Zimbabwe's state-run airline has cancelled all flights to London, fearing the aircraft would be impounded to cover unpaid debts. The decision to ground flights will come as a fresh blow to Zimbabwe's collapsing economy. The country relies on Air Zimbabwe, and the tourists it brings, for much of its foreign currency.

Air Zimbabwe announced the decision to stop the thrice-weekly flights after a European air safety agency won a court order allowing it to seize planes to cover a $2.8m (£1.5m) debt. Air Zimbabwe board chairman, Mike Bhima, said: "As a security measure, our lawyers have advised us to suspend flights pending discussions."
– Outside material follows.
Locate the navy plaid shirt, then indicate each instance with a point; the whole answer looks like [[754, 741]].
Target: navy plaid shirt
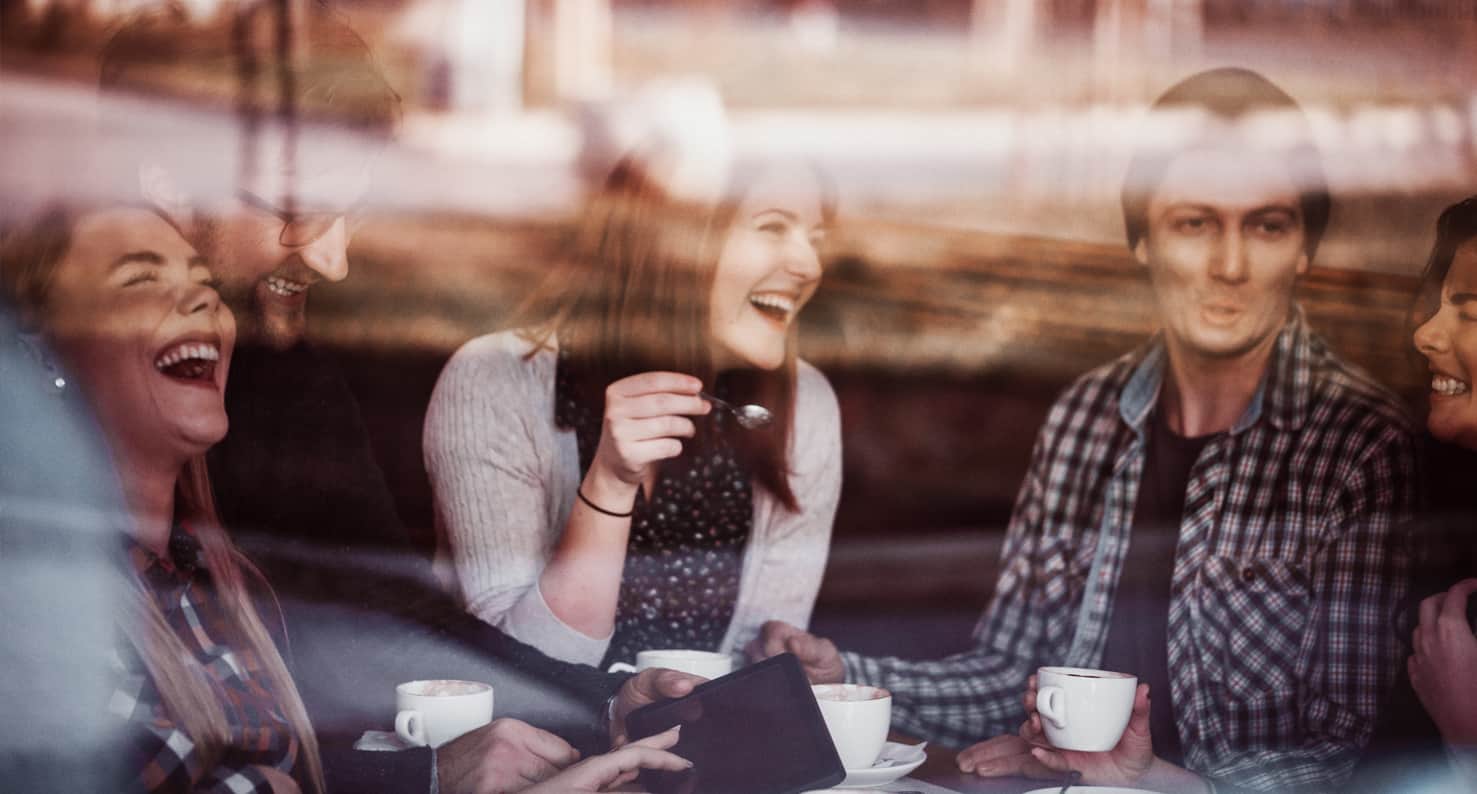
[[1290, 565], [164, 756]]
Rising costs of fuel and equipment last month forced Air Zimbabwe to raise airfares by 500 per cent. The cost of an economy return flight to London soared to £3,900. The same flight on British Airways is £450.

The cost of living in Zimbabwe has become increasingly expensive with the official inflation rate running at 1,200 per cent. Experts have put the real figure at 4,000 per cent. Prices for staples such as a loaf of bread rise daily, even by the hour.

President Robert Mugabe has pinned the blame for Zimbabwe's economic woes on Britain and the West, but aid agencies and ordinary Zimbabweans have pointed to an ill-fated land reform programme and a slum demolition scheme that made 700,000 people homeless.

Hundreds of thousands of tourists used to flock to Zimbabwe to see the Victoria Falls, but numbers have dwindled, with Zambia now benefiting. The grounding of Air Zimbabwe's London flights will damage tourism - and the wider economy - even further.